GW Researcher Highlighting Link Between Parasitic Infection and Bile Duct Cancer

WASHINGTON (Sep. 5, 2018) - Liver fluke infection is a major public health problem affecting more than 10 million people in Southeast Asia, particularly in Thailand and Laos. Infection has been strongly linked to cholangiocarcinoma, or bile duct cancer, an uncommon but aggressive form of cancer.

This particular cancer is caused by the chronic infection with a parasitic worm acquired by consuming uncooked or undercooked freshwater fish. The population in Thailand impacted by the infection, routinely prepares and consumes undercooked fish caught by locals to lower costs.

A team led by Paul Brindley, PhD, professor of microbiology, immunology, and tropical medicine at the George Washington University School of Medicine and Health Sciences, has received more than $1.7 million from the National Cancer Institute at the National Institutes of Health to investigate the cellular and molecular links between liver fluke infection and bile duct cancer.

“We are trying to figure out why this worm infection causes these liver cells to transform and become cancer," said Brindley. “It’s an infection-related cancer and we’re intrigued by and motivated to resolve the basic cellular question of how could a worm induce human tissue in the liver to become malignant."

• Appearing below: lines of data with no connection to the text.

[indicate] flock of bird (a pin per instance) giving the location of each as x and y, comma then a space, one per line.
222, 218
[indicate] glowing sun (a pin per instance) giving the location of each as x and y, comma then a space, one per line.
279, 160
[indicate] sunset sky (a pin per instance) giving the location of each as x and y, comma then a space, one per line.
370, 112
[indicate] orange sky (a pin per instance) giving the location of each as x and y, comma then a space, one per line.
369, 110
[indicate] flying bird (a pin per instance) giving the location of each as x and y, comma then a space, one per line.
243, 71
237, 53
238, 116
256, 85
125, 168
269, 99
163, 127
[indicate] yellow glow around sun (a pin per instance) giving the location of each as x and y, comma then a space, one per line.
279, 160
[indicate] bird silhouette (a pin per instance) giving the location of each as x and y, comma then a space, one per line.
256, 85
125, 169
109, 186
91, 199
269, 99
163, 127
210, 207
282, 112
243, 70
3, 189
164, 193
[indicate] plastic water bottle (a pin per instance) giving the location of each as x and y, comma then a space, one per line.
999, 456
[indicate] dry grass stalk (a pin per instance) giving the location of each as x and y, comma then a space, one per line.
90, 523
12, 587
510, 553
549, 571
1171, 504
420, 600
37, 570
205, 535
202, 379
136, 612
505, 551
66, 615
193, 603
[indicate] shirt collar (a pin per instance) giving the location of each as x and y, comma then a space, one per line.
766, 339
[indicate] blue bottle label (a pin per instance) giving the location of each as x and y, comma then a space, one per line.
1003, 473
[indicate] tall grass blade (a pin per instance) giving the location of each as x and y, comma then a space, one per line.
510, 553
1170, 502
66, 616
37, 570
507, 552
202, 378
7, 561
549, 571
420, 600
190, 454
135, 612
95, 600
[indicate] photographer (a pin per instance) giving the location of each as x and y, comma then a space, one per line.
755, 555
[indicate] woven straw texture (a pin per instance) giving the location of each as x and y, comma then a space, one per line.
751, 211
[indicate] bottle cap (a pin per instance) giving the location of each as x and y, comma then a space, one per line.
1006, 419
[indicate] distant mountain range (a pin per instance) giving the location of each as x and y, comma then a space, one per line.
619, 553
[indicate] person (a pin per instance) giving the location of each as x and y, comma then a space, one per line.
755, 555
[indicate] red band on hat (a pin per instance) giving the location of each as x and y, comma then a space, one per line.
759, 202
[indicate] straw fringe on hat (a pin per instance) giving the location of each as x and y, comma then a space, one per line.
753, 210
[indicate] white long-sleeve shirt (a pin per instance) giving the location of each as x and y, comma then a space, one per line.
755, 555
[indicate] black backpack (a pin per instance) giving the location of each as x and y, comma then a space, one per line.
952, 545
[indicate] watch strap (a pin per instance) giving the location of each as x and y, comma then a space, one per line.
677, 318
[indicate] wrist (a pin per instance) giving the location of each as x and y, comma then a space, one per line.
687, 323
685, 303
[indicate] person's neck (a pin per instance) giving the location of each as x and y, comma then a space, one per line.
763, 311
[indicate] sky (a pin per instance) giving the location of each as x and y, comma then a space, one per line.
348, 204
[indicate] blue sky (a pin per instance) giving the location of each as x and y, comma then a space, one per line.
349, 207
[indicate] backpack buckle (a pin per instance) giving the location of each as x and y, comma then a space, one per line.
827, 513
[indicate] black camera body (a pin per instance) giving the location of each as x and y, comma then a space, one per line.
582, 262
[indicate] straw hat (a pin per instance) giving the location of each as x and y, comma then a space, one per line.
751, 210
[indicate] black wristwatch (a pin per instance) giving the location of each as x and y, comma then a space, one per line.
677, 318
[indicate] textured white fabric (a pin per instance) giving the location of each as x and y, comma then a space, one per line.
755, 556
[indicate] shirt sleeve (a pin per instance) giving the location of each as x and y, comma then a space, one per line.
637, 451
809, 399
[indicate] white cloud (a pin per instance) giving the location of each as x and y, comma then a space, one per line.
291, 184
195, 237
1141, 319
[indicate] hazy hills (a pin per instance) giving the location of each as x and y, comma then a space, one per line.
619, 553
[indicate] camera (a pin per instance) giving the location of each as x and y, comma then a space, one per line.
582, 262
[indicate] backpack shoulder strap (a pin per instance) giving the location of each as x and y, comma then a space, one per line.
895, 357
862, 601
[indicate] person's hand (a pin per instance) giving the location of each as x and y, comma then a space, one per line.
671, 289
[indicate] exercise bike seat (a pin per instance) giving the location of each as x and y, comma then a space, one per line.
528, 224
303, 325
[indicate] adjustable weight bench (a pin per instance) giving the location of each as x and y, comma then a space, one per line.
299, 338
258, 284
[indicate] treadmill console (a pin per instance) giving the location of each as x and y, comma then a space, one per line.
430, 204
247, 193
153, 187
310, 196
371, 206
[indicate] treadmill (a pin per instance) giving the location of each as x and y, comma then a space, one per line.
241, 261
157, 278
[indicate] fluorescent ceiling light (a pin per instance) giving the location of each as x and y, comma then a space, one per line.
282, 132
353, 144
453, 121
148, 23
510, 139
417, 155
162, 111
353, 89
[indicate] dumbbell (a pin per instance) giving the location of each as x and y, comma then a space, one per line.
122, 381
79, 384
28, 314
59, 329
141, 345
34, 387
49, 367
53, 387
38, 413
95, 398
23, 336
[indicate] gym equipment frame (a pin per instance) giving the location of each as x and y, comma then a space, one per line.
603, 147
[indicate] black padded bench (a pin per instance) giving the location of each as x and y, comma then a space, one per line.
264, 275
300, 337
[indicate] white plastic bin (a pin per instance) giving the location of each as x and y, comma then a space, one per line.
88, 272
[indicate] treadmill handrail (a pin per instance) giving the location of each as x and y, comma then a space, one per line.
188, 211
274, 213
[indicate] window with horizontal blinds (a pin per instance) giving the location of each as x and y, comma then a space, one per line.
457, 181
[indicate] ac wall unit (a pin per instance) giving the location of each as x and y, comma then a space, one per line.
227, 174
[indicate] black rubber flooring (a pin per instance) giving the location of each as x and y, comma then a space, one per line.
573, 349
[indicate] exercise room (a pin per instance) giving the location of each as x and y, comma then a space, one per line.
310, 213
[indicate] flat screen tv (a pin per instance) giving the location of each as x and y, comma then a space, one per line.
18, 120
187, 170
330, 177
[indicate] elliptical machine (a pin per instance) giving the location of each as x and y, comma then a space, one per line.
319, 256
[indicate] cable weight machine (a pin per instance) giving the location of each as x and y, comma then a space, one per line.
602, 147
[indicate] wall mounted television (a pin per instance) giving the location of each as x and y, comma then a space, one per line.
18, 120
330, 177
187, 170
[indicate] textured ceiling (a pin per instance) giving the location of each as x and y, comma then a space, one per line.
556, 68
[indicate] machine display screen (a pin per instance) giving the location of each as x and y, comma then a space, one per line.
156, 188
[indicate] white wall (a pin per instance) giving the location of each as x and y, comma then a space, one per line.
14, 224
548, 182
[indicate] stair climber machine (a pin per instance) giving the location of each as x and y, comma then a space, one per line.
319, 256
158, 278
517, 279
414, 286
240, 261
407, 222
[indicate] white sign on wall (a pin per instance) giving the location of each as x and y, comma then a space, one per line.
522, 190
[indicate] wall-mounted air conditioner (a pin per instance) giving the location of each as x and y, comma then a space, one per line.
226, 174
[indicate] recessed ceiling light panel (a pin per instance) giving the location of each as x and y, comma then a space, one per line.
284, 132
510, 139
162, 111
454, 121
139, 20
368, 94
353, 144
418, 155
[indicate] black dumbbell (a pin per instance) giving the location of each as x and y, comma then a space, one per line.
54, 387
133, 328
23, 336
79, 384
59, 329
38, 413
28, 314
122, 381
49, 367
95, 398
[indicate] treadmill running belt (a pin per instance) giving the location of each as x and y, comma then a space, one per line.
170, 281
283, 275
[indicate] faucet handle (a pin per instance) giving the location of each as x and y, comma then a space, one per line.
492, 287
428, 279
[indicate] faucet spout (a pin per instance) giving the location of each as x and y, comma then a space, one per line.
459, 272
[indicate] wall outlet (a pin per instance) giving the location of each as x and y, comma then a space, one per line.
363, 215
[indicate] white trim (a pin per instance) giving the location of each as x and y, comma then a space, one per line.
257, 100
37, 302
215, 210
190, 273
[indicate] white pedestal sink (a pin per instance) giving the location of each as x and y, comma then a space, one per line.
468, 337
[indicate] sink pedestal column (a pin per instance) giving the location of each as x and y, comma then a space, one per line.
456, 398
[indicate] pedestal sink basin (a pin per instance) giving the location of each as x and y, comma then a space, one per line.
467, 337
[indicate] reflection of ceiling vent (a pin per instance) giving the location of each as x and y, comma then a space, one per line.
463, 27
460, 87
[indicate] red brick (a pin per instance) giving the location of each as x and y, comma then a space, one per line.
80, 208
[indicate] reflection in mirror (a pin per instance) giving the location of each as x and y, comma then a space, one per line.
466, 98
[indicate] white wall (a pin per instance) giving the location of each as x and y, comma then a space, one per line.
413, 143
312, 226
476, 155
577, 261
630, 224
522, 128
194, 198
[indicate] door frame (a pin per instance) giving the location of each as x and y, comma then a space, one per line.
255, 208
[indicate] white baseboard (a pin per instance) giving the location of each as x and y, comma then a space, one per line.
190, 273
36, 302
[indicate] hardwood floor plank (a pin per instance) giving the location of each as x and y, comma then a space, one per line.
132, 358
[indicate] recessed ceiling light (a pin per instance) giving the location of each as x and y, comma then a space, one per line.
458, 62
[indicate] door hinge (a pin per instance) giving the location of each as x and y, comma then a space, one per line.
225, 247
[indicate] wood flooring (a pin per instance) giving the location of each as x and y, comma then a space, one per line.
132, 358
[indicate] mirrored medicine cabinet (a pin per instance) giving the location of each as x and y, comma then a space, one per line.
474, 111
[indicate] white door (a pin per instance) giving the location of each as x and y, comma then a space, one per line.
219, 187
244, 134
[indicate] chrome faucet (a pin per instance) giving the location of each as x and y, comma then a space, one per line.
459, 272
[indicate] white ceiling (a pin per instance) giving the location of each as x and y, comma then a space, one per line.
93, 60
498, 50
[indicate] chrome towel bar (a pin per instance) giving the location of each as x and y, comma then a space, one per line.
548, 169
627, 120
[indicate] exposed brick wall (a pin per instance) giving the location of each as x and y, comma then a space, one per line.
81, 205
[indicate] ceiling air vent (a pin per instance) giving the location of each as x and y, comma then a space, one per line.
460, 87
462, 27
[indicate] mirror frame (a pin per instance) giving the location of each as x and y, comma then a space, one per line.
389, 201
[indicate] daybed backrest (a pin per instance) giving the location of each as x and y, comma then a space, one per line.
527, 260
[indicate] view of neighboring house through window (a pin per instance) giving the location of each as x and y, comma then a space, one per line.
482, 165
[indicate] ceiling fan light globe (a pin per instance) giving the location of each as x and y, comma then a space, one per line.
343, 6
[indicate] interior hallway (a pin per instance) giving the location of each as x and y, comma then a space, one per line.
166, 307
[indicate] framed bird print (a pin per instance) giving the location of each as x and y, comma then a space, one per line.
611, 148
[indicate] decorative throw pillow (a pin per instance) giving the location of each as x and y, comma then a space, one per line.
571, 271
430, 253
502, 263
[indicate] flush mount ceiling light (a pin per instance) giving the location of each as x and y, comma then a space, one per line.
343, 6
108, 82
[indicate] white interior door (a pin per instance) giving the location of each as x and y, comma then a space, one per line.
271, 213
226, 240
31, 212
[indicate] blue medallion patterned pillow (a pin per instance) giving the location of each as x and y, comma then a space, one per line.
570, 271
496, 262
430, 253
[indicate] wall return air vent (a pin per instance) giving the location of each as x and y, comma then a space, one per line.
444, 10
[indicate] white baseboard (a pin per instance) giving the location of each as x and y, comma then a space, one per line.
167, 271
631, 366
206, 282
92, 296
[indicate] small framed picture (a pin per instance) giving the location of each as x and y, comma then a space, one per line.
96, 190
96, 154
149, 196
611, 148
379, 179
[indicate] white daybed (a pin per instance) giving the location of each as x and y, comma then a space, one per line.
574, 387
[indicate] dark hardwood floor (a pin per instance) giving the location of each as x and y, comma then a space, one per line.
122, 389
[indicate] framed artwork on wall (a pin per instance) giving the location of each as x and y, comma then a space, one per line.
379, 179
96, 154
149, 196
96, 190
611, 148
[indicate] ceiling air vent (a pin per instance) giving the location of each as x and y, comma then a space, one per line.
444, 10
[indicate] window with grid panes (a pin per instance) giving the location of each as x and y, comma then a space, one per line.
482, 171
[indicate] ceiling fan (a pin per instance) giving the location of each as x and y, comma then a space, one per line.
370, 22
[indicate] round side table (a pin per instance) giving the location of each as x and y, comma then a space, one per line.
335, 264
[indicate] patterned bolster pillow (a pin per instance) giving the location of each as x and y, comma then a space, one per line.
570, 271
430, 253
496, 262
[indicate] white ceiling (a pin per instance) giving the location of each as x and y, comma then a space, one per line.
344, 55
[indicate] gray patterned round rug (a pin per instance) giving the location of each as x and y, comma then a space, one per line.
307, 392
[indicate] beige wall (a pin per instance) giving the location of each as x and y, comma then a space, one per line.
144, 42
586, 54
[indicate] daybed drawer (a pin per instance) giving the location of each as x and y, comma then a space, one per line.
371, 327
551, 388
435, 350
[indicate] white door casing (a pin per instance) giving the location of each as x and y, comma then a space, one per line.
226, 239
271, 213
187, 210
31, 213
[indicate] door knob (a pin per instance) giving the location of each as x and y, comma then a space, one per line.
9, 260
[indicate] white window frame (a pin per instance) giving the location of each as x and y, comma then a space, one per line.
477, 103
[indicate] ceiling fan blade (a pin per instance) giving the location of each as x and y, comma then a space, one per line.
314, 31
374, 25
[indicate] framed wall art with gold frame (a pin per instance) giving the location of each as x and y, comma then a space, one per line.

Brindley also explained that while cholangiocarcinoma is most prevalent in Southeast Asia, it is not exclusive to the region. There have been reports of the cancer in the United States and areas of the West, including in military veterans who had been stationed in Southeast Asia.

The risk factors that explain why people get cholangiocarcinoma in the West are less clear, given that the parasitic worm does not occur in these regions. Brindley and his team anticipate that their research can provide insight and a biomarker in the local people that would allow researchers to take an easier tissue sample, like blood or urine, and try to detect the change that liver fluke causes to make the cancer occur.

Through gene editing, the team has already mutated one gene from the worm that makes the worm less virulent and are characterizing other parasite genes that contribute to the malignant changes in the human bile duct liver cells.

“Lots of people die from this infection. It’s a global public health problem - a neglected tropical disease that we would like to control," Brindley said.

The study is a collaboration between Brindley and his colleagues at Khon Kaen University in northeastern Thailand - the main site for the study - and James Cook University in Queensland, Australia. The grant will fund the project for five years.